TOURNANT AU MOYEN-ORIENT
C’est dire que les cartes au Moyen-Orient pourraient être à la veille d’être rebattues. Un apaisement constituerait un revirement à 180 degrés de la politique des États-Unis. Depuis 2001, elle consiste à déstabiliser à tout va par une invasion-occupation (Irak), une « révolution verte » (Iran), des renversements de régimes (Libye, Syrie), une invasion par procuration (Yémen), un coup d’État (Turquie), la pression (Liban) et l’assassinat (Soleimani). Tel est le programme des néoconservateurs qu’appelle de ses vœux Israël et auquel il collabore activement. Sa politique de dépossession des Palestiniens et de colonisation de leurs terres est une recette pour l’instabilité, produisant immanquablement éruptions explosives et escalades à répétition et à fort retentissement.

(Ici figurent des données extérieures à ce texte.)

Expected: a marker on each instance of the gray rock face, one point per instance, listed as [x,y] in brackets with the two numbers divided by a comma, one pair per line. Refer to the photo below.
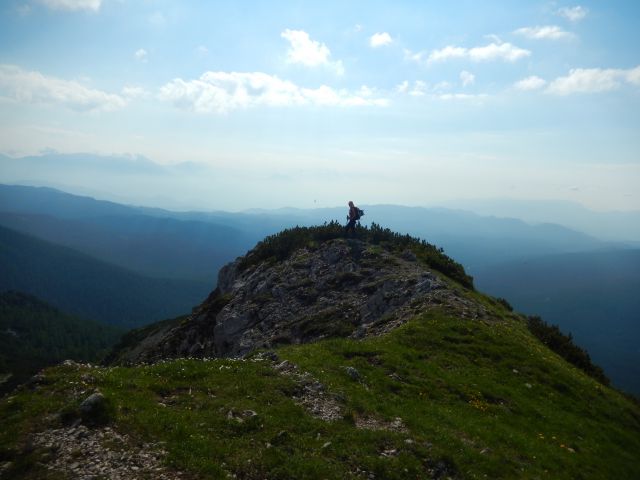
[338,288]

Le « retour » de la Palestine en 2021 est un rappel qu’il n’y aura pas de stabilisation au Moyen-Orient qui ne vaille pour elle aussi, autrement dit un arrêt des pratiques israéliennes. Si les États-Unis pensaient se réorienter, tout en laissant carte blanche à Israël, le conflit de mai 2021 les détrompe. D’où l’absence de zèle à emboucher les traditionnelles trompettes d’appui inconditionnel à tout ce que fait Israël. Reste l’essentiel : le respect du droit international et l’application des résolutions de l’ONU, constamment bafouées.